Rallying in Berlin Neo-Nazis ‘don’t Regret Anything’

Amid the wave of right-wing rallies in the U.S., Neo-Nazis have marched in the streets of Berlin. Counter-demonstrators also took to the street to protest the Neo-Nazi march.

The right-wing demonstrators gathered to rally to mark the 30th death anniversary of Hitler’s deputy Rudolf Hess.

Nuremberg war crimes tribunal convicted him as a war criminal and sentenced him life-long imprisonment. He served his guilty verdict at Spandau Prison from 1966 to 1987 until he died.

His last words ‘I don’t regret anything,’ inspire the Neo-Nazis as many of them took to the street with banners written Hess’ last words on them.

Many of the right activists refuse to believe that Hess’ death was a suicide. Some people took banners written “It was murder. Enough with the suicide lie.”

Unlike the U.S., Germany strictly banned Nazi symbols and slogans. Carrying a German imperial flag was the option left for most of the Neo-Nazi. Any symbol or slogan related to Nazi Germany was obviously strictly forbidden to carry or exhibit.

They silently marched to the Spandau Prison to commemorate Hess’ death. The counter-protesters also gathered and chanted anti-Nazi slogans. Many of them chanted ‘war criminal’ at the Neo-Nazi demonstrators. The local residents played loud music to counter the Neo-Nazis.

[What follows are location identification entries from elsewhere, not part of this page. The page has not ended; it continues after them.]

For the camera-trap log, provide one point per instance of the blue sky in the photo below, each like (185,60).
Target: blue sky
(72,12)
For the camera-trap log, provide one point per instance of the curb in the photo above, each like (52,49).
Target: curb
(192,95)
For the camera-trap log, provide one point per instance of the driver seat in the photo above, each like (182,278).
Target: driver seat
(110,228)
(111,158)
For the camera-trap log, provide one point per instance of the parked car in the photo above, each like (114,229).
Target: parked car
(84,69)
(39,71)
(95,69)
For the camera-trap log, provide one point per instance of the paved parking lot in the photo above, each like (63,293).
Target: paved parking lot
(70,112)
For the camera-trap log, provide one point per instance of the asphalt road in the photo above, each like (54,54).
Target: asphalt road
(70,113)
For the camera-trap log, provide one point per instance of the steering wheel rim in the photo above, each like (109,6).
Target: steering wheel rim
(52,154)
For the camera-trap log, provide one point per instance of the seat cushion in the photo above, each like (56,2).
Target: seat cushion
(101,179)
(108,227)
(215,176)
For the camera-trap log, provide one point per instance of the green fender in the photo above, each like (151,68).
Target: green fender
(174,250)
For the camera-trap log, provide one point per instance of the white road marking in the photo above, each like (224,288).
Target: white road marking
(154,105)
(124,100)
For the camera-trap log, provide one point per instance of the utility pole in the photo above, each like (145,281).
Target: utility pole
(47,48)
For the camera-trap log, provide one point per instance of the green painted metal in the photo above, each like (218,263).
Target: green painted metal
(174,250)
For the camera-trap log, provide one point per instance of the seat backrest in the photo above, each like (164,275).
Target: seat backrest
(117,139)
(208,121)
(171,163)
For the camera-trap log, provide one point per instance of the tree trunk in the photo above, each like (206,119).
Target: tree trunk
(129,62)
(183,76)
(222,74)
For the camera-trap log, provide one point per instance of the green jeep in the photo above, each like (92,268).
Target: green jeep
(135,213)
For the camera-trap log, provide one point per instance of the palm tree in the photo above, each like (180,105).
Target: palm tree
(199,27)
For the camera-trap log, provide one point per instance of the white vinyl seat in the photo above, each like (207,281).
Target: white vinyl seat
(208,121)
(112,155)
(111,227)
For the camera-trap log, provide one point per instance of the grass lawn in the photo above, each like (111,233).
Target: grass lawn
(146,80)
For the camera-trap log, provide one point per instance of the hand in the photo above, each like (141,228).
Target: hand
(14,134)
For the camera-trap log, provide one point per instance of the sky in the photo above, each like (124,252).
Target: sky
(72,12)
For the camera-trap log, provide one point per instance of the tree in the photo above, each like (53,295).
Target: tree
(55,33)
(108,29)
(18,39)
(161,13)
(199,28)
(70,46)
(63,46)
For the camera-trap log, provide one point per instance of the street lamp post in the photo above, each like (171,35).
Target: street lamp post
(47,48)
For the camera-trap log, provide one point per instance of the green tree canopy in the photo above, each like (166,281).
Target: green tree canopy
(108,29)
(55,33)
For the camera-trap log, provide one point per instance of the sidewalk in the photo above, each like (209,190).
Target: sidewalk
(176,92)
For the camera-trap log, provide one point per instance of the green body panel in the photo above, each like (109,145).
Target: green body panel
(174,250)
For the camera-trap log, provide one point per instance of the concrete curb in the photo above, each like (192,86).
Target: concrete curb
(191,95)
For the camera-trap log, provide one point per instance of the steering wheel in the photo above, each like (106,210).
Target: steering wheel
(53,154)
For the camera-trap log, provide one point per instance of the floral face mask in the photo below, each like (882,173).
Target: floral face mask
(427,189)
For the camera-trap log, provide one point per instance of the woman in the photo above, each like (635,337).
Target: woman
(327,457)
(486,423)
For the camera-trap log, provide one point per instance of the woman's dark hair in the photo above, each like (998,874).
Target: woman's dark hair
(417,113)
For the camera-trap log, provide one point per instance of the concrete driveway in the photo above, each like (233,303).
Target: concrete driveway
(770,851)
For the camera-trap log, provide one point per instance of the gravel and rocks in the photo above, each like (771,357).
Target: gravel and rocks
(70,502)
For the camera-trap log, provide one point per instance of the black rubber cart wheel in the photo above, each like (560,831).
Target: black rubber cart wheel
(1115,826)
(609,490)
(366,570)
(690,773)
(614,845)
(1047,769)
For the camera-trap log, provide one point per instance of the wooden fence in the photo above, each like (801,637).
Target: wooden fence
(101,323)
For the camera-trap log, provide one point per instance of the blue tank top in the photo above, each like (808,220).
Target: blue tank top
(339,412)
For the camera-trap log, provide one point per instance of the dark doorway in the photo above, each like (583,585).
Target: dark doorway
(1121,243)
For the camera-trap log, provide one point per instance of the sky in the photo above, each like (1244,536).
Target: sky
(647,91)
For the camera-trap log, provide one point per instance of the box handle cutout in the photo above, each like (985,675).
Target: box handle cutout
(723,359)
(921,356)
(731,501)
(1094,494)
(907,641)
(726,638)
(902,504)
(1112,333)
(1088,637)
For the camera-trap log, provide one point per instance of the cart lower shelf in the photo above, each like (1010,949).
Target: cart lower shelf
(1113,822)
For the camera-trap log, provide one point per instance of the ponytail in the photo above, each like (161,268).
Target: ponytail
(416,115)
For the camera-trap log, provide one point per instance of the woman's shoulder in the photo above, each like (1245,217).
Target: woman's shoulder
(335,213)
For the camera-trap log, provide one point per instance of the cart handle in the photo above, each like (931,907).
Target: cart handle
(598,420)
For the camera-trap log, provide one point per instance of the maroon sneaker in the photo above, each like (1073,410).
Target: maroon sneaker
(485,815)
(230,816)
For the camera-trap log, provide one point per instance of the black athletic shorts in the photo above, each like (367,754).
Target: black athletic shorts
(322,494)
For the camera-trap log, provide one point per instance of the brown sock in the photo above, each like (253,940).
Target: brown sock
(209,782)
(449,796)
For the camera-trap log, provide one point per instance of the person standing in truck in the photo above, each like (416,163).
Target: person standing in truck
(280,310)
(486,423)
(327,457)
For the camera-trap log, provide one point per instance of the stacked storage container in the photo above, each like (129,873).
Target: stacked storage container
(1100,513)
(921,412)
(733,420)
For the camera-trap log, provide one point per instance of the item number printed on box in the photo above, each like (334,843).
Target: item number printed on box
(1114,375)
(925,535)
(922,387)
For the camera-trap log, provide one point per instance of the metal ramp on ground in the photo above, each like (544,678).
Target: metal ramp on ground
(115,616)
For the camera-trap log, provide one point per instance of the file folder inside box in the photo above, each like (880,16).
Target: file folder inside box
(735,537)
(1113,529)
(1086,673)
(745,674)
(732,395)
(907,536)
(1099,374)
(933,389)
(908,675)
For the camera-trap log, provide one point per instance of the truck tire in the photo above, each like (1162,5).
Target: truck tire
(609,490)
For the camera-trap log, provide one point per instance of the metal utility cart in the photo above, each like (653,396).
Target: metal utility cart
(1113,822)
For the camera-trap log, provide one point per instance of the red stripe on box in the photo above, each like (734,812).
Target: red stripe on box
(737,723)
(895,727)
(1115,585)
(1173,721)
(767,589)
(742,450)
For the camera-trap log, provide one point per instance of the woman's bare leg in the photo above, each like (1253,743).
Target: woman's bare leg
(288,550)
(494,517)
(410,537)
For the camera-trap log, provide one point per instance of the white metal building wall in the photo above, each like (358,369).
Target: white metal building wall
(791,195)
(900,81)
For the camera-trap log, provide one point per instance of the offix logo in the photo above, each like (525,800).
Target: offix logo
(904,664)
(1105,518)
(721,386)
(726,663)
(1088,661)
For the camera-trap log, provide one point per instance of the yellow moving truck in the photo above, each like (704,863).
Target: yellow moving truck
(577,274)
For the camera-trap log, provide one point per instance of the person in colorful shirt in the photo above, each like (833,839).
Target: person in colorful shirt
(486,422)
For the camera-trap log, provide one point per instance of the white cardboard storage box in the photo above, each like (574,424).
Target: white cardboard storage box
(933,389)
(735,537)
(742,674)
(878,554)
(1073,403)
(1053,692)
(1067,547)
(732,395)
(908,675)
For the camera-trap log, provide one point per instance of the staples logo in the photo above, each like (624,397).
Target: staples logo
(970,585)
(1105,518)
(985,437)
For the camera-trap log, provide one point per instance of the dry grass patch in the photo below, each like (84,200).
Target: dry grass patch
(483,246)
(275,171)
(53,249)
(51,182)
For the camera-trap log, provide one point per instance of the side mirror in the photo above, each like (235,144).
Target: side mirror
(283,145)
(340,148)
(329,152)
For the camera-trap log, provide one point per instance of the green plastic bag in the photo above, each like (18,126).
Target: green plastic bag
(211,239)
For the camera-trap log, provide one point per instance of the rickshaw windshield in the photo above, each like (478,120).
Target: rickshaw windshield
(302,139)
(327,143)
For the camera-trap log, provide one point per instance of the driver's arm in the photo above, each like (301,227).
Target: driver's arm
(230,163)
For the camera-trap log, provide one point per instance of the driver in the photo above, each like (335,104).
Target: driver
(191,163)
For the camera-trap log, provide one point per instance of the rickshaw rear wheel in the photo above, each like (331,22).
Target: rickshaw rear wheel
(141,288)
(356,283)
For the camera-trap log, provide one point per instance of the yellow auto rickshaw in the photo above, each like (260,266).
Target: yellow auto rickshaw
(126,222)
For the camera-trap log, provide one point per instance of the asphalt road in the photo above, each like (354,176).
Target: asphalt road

The U.S. on the other hand, allows its right wing groups to hold rallies across the states carrying Nazi flags and symbols. Notorious groups like Ku Klux Klan and other hate preachers exercise rights to hold a public gathering and show their views publicly.

The U.S. has already encountered massive protests in different areas as many of the U.S. states have braced alt-right and counter-protests in the recent days. The authorities are more concerned as more protests are supposed to ensue in the coming days.

In the Virginia’s Charlottesville in the last week, a counter protester was killed after a domestic terrorist stormed his car over the protesters.

The continuous rallies and demonstrations of alt-right and Neo-Nazis are pushing the debate across the Western World how to face off with the recent wave of home grown intolerance unseen in last half a century.